Seorang influencer mode Prancis-Maroko Hanan Houachmi, yang tinggal di Dubai, ikut memberikan komentarnya terkait RUU tersebut kepada media The National. Ia tidak bisa memahami bagaimana keputusan seperti itu bisa dibuat pada era modern, terlebih di negara maju. Menurutnya, daripada membantu minoritas berasimilasi di Prancis, RUU separatisme malah bisa mendorong orang untuk menarik diri lebih dalam ke komunitas mereka.

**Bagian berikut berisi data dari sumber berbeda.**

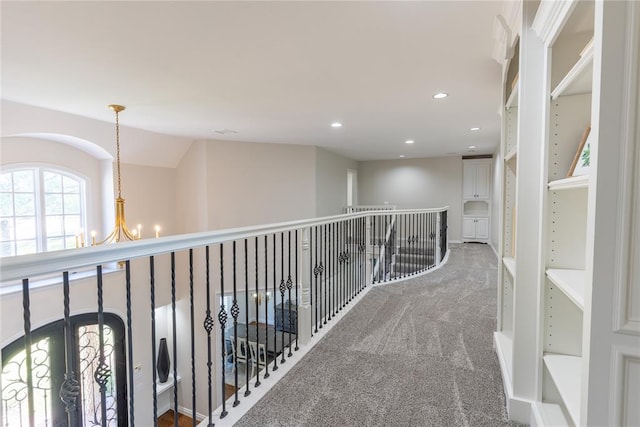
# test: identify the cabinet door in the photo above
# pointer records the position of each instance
(482, 228)
(468, 228)
(469, 181)
(482, 181)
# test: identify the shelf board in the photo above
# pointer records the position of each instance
(548, 414)
(510, 264)
(574, 182)
(566, 372)
(571, 282)
(513, 98)
(511, 154)
(579, 79)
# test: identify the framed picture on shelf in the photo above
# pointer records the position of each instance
(582, 158)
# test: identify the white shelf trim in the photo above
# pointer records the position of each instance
(574, 182)
(548, 414)
(571, 282)
(510, 265)
(566, 374)
(579, 78)
(513, 97)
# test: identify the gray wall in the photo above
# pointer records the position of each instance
(331, 182)
(415, 183)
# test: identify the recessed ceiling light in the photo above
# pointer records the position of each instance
(226, 131)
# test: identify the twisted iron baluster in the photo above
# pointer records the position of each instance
(289, 286)
(152, 282)
(127, 265)
(247, 392)
(275, 340)
(26, 314)
(283, 288)
(235, 311)
(257, 316)
(70, 388)
(222, 320)
(193, 341)
(175, 339)
(102, 374)
(297, 348)
(266, 304)
(208, 326)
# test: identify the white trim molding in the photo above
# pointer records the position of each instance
(625, 384)
(551, 17)
(627, 274)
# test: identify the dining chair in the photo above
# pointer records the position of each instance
(241, 352)
(258, 356)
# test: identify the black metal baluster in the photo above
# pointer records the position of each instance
(152, 283)
(266, 303)
(102, 374)
(175, 339)
(329, 269)
(325, 272)
(275, 338)
(289, 286)
(127, 266)
(297, 285)
(283, 288)
(26, 313)
(316, 271)
(193, 342)
(222, 319)
(255, 299)
(247, 392)
(235, 311)
(208, 326)
(70, 388)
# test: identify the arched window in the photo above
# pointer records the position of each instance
(48, 369)
(41, 209)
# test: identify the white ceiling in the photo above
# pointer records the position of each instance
(271, 71)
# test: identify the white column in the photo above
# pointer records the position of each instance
(304, 309)
(438, 238)
(369, 250)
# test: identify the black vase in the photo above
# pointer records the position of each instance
(164, 363)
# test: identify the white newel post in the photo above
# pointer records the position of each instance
(369, 250)
(304, 310)
(438, 237)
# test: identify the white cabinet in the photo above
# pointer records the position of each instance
(476, 179)
(475, 229)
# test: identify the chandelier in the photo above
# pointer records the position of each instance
(120, 232)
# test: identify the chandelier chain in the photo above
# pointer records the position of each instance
(118, 155)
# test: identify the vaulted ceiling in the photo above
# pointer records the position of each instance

“Jika mereka Muslim, di bawah usia 18 tahun dan ingin berjilbab, mereka akan dianggap sebagai penjahat dan akan melakukan kejahatan, "katanya. “Ini akan mengguncang kepercayaan diri dan harga diri mereka. Sulit untuk menjadi seorang Muslim, menjadi seorang Arab, menjadi minoritas, dan semua tekanan dari masyarakat itu banyak dibawa-bawa saat remaja. Saya merasa gadis-gadis muda ini tidak akan menemukan ruang untuk hidup dalam masyarakat, dan itu sangat menakutkan."
3. Bertentangan dengan semboyan negara
Para kritikus berasumsi bahwa RUU baru nantinya malah akan mendorong sentimen anti-muslim menjadi lebih luas di negara Prancis. RUU tersebut juga dianggap bertengtangan dengan semboyan negara “liberté, égalité, fraternité” (kebebasan, keadilan, persaudaraan) karena terlihat sangat jelas menargetkan komunitas tertentu.
Cara pandang Prancis secara berlebih terhadap busana perempuan muslim telah berlangsung sejak lama. Prancis bahkan menjadi yang pertama di Eropa yang secara nasional melarang penggunaan cadar di dalam negeri. Keputusan itu kemudian berlanjut dan tersebar ke beberapa negara lainnya, termasuk larangan burka yang baru-baru ini terjadi di Swiss.